Gino Severini
Quaker Oats - Cubist Still Life, 1917
Quaker Oats – Natura morta cubista
Oil on canvas
61.2 x 49.8 cm
In his autobiography, Gino Severini recalled that by 1916 “some time had passed since I had broken off all contact with Marinetti and with the other Futurists” '. (1) His work increasingly became informed by a new emphasis “on order, discipline [and] classical tendencies”, (2) something reflected in this work’s cool tones, the crisp white of the tablecloth and the word ‘pure’ that seems to float on the surface of the picture plane. Severini’s instinctive pursuit of such values in works of Synthetic Cubism (3) like Quaker Oats foreshadows the wider post-war ‘return to order’ and his own more consciously austere compositions of 1919, created in accordance with rigorous mathematical principles. It also anticipates the work of figures such as Amédée Ozenfant and Charles Edouard Jeanneret (Le Courbusier), who created a number of ‘Purist’ still lifes employing stark, elemental forms between 1918 and 1925.
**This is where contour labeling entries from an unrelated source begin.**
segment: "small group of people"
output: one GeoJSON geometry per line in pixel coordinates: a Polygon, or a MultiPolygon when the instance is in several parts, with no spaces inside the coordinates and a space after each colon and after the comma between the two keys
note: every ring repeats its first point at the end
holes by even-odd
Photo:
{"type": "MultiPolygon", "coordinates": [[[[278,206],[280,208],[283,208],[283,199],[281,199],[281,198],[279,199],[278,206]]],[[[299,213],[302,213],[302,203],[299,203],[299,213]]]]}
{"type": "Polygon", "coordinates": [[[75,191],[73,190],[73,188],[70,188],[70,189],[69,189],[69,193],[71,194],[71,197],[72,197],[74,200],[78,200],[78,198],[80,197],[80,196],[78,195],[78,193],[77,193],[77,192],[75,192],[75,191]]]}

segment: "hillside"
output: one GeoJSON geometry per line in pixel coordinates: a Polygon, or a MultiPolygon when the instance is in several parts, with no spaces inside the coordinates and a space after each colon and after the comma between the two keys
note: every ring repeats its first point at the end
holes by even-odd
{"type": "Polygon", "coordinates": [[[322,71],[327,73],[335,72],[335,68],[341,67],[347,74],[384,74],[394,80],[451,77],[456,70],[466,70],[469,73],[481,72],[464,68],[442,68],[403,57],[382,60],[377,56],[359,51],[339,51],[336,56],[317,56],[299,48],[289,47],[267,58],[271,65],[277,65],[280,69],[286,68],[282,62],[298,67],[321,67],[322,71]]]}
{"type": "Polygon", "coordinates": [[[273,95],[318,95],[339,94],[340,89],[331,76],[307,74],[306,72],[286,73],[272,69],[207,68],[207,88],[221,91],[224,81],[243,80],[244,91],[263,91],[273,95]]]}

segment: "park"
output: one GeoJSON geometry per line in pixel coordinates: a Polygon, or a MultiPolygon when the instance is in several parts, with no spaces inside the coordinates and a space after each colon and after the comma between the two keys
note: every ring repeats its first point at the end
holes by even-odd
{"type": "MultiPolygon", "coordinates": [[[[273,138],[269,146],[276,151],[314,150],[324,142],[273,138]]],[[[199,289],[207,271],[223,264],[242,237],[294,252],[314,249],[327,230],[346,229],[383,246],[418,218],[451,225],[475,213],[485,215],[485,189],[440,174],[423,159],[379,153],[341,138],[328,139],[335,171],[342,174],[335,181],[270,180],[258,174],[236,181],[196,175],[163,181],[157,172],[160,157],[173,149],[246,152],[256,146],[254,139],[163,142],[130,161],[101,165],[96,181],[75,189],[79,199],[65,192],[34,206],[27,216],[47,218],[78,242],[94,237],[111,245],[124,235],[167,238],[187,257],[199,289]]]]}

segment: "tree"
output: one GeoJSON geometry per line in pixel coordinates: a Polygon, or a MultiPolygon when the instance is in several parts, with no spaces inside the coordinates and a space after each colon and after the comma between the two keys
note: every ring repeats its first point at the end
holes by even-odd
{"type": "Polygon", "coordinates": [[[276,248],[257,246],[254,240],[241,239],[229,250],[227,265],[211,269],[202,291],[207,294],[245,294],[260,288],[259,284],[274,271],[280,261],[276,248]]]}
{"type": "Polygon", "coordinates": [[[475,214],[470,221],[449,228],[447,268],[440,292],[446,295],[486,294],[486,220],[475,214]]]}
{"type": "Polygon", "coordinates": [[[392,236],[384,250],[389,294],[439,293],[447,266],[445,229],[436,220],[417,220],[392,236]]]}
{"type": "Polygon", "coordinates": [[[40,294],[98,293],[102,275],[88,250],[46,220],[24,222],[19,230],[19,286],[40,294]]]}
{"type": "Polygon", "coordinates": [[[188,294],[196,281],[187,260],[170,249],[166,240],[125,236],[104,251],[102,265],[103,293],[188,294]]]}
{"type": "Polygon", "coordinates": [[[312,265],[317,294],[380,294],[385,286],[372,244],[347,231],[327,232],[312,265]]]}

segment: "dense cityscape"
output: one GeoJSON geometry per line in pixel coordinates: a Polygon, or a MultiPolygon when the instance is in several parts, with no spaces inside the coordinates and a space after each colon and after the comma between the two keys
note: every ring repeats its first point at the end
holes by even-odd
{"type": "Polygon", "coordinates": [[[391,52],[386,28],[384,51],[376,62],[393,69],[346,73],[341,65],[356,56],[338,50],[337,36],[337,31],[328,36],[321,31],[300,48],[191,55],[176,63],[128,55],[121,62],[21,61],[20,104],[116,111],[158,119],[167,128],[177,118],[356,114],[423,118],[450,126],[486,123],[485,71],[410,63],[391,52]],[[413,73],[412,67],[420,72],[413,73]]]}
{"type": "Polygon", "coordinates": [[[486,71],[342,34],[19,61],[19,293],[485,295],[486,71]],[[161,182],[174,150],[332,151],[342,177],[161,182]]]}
(1) Gino Severini, The Life of a Painter (Princeton: Princeton University Press, 1995), p. 164. (2) Ibid., p. 208 (3) “In the early stages of Cubism the painters had begun with a more or less naturalistic image which was the fragmented and analysed [...] in the light of the new cubist concepts of space and form. Now the process was reversed: beginning with abstraction the artists worked up towards representation. The transformation from an ‘analytical’ to a ‘synthetic’ procedure had been achieved.” John Golding, ‘Cubism’, in Nikos Stangos (ed.), Concepts of Modern Art: From Fauvism to Postmodernism, 3rd edn (London: Thames and Hudson, 1994), pp. 50-78 (p. 66).